If ALS strikes and muscle weakness happens, at least 70% of the motor neurons already destroyed at the time muscle weakness first appear. The life expectancy of a person with ALS averages about three to five years from the time of diagnosis. Many people can live with ALS for 10 years and more due to developing new treatments such as using respirator and managing diet.

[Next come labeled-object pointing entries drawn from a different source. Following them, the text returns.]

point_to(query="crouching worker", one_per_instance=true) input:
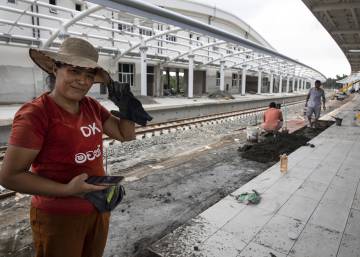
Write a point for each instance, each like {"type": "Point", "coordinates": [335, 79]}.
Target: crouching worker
{"type": "Point", "coordinates": [273, 119]}
{"type": "Point", "coordinates": [58, 136]}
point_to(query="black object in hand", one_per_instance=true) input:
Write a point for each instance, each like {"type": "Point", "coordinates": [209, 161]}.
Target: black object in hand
{"type": "Point", "coordinates": [104, 180]}
{"type": "Point", "coordinates": [130, 108]}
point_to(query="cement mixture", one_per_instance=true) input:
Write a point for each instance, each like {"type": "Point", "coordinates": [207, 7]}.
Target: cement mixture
{"type": "Point", "coordinates": [170, 179]}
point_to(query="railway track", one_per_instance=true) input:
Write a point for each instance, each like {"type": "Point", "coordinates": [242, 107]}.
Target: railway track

If the earliest symptom is caused by numbness of brain stem, it increases the risk of pneumonia due to breathing difficulty and swallowing foods, and poor nutritional status leads to poor survival. Therefore, supplying adequate nutrition and respiratory condition are very important. However, it is very difficult to predict the ALS survival rate because prognosis for ALS depends on individuals.
While a research finds that excess glutamine acid is released in muscle cells, another research argues that chlorine, which is produced when Na (sodium) is dissociated from salt, destroys neurons. Other study suggests that one of cause of multiple sclerosis (MS), virus or virus inducing substance may mutate gene.